Friday, June 1, 2012

Quantitative Easing: The Conventional View

I ran across two pieces by well-known macroeconomists that support - wholeheartedly - the Fed's view of why it conducts quantitative easing (QE) exercises, and why QE is supposed to work. The first is by Miles Kimball, in a blog piece intended for a wide audience. The second is this paper by Roger Farmer, which is a quasi-formal approach to the question.

Kimball's narrative would make any Old Keynesian or New Keynesian comfortable. Here's what he says:

1. There is a Phillips curve:
The “natural level of output” is the level of output at which core inflation will be steady. Above the natural level of output, core inflation rises. Below the natural level of output, core inflation falls.
Here's core inflation for the last 5 years, as measured using the core CPI and core PCE deflator.
Core inflation has been rising (mostly) by either measure since late 2010. Does Kimball think the US economy is above the "natural level of output?" I doubt it. If not, he should re-think his definition. Maybe he could tell us how to measure the natural level of output while he is at it.

2. What should a central bank do?
WHEN BELOW NATURAL OUTPUT: PRINT MONEY AND BUY ASSETS!
According to Kimball, this prescription need not be modified given the current state of affairs. He says it does not matter if short-term nominal interest rates are zero, or close to it, because:
Whenever the Fed buys any asset, its price goes up.
Kimball makes this seem like a simple application of what we learned in Econ 101, but he thinks we might need a little Finance too:
One of the most useful facts in all of Finance comes into play. For assets, a higher price is basically the same thing as a lower interest rate.
Another useful piece of finance is the Modigliani Miller theorem. Kimball might want to explain to us why, if the Fed issues reserves (overnight liabilities), and buys some other assets, and private financial intermediaries are perfectly capable of issuing overnight liabilities and buying the same assets, that the Fed's QE is not undone.

3. Lowering interest rates increases aggregate demand, and there are no practical limits on the stimulative effects the Fed can have:
What if all the assets in the world got down to a zero nominal interest rate and the economy still didn’t have enough stimulus? Then, and only then, we would be in deep, deep trouble on the aggregate demand front from which there would be no escape through monetary policy. But we are far, far away from that situation. Simple economic models studied by economists often have this happen because they have so few types of assets in them, but the real world has a huge number of different types of assets, some with nominal interest rates that are still very far from zero.
What's wrong with that paragraph? What's right about it? A central bank is a financial intermediary. Its power to alter the allocation of resources and economic welfare derives from its monopoly over the issue of some special kinds of liabilities (currency and reserves) which are used in retail transactions and large-value financial transactions. As Kimball notes, all but a small quantity of the reserves currently outstanding are currently "asleep," i.e. they sit during the day and overnight, and are not so different from T-bills (except that more economic agents can hold T-bills than have reserve accounts). If the Fed issues reserves and buys long-term Treasury bonds under these conditions, that can have no effect, as that's a process of intermediating Treasury bonds that is no different from what can be done by a shadow bank. If the Fed issues reserves and buys mortgage-backed securities issued by Fannie Mae or Freddie Mac, that amounts to the same thing - no effect. However, if the Fed were to, for example, buy mortgages directly, that would be an entirely different game. How good is the Fed at screening mortgage borrowers? Is the Fed going to target particular segments of the mortgage market? Maybe Congress wants some say in how the Fed does that? Maybe some people will be lobbying Congress in a serious way to make sure that their segment of the credit market gets the intervention? Sounds like opening a can of worms, doesn't it?

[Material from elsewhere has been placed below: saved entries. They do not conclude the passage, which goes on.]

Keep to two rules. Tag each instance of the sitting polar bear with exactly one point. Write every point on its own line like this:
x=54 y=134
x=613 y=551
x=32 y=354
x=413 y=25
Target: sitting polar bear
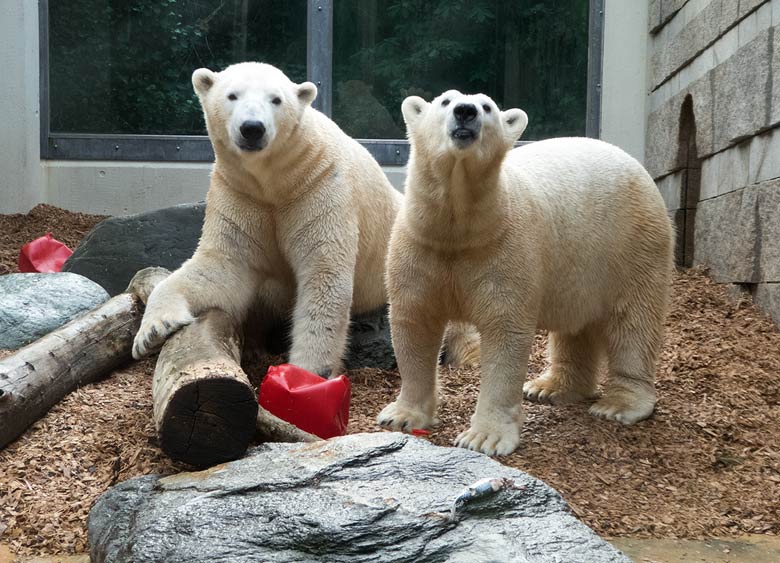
x=568 y=235
x=298 y=217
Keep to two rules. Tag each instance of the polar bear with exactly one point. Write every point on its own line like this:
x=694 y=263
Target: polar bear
x=568 y=235
x=298 y=218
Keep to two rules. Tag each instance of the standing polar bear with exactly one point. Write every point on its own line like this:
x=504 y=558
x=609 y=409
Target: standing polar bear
x=298 y=218
x=569 y=235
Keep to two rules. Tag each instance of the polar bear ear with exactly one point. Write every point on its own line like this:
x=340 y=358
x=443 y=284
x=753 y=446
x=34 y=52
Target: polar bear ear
x=515 y=122
x=202 y=80
x=307 y=92
x=412 y=109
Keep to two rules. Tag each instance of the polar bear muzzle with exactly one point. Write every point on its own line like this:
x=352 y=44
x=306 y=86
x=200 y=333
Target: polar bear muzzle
x=252 y=134
x=465 y=125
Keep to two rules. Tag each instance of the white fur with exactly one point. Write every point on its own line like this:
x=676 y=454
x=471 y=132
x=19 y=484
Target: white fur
x=296 y=230
x=569 y=235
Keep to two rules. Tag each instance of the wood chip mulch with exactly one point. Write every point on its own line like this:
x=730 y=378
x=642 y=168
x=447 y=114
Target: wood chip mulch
x=19 y=229
x=707 y=463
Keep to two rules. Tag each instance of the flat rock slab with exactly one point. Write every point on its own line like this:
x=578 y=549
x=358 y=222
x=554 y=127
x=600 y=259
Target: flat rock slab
x=380 y=497
x=118 y=247
x=33 y=305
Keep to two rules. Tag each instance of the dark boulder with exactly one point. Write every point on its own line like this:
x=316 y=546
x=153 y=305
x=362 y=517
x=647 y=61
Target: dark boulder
x=382 y=497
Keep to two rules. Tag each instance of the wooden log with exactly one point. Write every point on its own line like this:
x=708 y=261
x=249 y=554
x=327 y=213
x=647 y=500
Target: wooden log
x=38 y=376
x=205 y=409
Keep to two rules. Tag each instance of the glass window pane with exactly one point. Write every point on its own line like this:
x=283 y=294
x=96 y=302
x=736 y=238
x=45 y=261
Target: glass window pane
x=531 y=54
x=124 y=66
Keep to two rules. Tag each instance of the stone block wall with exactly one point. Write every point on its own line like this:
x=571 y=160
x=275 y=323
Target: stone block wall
x=713 y=136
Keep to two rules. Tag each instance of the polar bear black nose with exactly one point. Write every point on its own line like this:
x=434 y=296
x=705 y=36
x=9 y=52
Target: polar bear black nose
x=465 y=112
x=252 y=131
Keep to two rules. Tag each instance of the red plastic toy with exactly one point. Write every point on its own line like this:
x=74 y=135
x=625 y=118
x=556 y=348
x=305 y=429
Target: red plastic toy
x=45 y=254
x=314 y=404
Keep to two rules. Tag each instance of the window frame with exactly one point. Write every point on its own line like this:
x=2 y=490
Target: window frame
x=319 y=69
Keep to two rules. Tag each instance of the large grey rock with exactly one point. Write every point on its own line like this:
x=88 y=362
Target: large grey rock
x=118 y=247
x=383 y=497
x=33 y=305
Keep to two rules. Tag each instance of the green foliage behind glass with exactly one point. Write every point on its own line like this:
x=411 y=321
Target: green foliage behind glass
x=124 y=66
x=530 y=54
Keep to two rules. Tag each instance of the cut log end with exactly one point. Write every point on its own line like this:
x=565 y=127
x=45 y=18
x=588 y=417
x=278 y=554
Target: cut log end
x=208 y=421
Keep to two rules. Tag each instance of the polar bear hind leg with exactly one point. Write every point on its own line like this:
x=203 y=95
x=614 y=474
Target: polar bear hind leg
x=573 y=372
x=634 y=339
x=461 y=345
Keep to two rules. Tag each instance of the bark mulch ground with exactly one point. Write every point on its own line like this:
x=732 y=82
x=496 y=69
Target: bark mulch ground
x=707 y=463
x=17 y=230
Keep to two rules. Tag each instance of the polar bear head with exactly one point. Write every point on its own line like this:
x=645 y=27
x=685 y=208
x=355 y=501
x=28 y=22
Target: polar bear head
x=251 y=108
x=462 y=126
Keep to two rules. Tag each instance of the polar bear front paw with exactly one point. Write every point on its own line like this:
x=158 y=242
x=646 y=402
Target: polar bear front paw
x=549 y=390
x=490 y=438
x=157 y=325
x=401 y=417
x=626 y=410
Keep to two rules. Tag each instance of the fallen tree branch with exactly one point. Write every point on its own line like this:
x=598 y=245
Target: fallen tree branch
x=205 y=409
x=38 y=376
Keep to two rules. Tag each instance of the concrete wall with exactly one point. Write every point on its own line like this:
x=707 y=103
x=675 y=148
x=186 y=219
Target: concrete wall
x=713 y=143
x=20 y=170
x=624 y=76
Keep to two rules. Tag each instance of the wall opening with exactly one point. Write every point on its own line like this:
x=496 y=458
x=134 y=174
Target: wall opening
x=689 y=163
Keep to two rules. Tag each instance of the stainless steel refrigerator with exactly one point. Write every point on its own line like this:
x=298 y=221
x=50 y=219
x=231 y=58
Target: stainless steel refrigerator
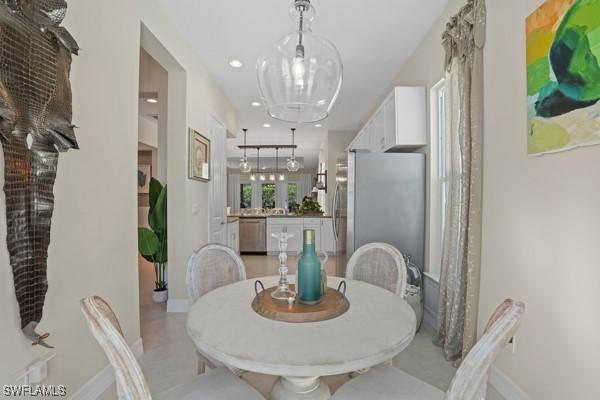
x=379 y=197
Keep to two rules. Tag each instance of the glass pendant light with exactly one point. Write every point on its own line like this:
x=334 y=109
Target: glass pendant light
x=300 y=77
x=262 y=176
x=293 y=165
x=280 y=176
x=245 y=165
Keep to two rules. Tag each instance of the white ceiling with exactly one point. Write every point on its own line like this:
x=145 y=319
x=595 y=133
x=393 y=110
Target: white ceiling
x=374 y=38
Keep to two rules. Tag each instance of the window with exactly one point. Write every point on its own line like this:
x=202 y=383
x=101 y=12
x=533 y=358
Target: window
x=442 y=154
x=292 y=197
x=245 y=195
x=439 y=177
x=268 y=195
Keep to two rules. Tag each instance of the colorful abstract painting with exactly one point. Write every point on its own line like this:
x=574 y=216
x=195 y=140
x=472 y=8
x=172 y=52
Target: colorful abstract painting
x=563 y=75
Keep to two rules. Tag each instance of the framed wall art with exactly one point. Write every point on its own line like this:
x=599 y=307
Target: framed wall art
x=199 y=157
x=563 y=75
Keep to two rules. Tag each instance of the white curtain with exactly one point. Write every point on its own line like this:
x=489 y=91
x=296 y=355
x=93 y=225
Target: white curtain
x=233 y=193
x=305 y=186
x=459 y=284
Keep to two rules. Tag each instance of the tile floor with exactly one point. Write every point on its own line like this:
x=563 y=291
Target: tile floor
x=169 y=358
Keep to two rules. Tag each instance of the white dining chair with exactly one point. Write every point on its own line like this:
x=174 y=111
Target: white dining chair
x=209 y=268
x=470 y=381
x=218 y=384
x=379 y=264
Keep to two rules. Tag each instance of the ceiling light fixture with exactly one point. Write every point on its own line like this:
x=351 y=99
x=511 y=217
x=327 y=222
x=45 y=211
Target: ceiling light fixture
x=293 y=165
x=300 y=77
x=253 y=177
x=281 y=176
x=245 y=165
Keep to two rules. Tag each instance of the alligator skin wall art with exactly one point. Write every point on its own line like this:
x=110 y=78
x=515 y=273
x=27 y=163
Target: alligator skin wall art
x=35 y=125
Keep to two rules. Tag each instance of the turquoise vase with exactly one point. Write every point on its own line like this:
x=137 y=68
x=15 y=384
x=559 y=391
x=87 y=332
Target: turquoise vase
x=309 y=271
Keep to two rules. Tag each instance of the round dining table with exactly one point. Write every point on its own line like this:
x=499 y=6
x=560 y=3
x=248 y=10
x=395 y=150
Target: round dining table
x=377 y=326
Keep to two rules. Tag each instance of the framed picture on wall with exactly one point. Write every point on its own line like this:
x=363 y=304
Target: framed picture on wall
x=199 y=157
x=144 y=176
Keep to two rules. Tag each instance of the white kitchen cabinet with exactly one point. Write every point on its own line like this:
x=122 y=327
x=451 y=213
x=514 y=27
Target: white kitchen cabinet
x=377 y=133
x=399 y=124
x=327 y=237
x=323 y=227
x=278 y=225
x=233 y=235
x=315 y=224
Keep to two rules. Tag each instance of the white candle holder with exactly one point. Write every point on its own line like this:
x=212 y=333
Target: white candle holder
x=283 y=291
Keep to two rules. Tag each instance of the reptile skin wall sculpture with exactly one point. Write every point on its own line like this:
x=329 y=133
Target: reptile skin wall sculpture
x=35 y=125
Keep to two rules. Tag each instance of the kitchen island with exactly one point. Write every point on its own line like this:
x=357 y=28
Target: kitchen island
x=252 y=238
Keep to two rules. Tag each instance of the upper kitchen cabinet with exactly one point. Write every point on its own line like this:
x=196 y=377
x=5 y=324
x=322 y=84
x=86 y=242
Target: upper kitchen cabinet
x=400 y=123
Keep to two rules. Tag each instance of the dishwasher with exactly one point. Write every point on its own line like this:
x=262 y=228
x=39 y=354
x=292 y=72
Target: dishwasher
x=253 y=235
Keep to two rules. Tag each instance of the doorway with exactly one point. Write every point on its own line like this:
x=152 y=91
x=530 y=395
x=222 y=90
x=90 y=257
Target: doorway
x=218 y=185
x=152 y=110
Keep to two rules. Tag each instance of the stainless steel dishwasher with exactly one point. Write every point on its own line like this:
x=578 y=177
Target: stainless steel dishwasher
x=253 y=235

So, Kimball needs to think harder about QE. What about Farmer? The empirical part of the paper we have mostly seen before. These are the kind of event-study-type pictures that are sometimes used to "prove" that QE works. Any self-respecting economist will take more convincing than that. A serious model and some solid structural work would be nice. The theory part of Farmer's paper is supposed to be model free. It's basic intertemporal asset pricing, and the idea is the following. Suppose there exists nominal government debt of different maturities. In Woodford fashion, we can think of monetary policy as a contingent rule for setting the one-period nominal interest rate. But what if our rule is not feasible, i.e. the one-period nominal interest rate can't be nonnegative in all states of the world, given the rule we would like to impose. Then, it must be optimal for the one-period nominal rate to be zero in some states, but we then need to choose the short nominal rates in the other states. Given term structure relationships, the thought experiment we conduct in determining the optimal policy rule effectively involves changing some long-term nominal rates. Apparently that's how Farmer thinks about QE. Problem: To say how QE works, we have to have the relevant asset swaps in the model. There are no asset quantities in siqht in the framework that Farmer lays out. That isn't much help.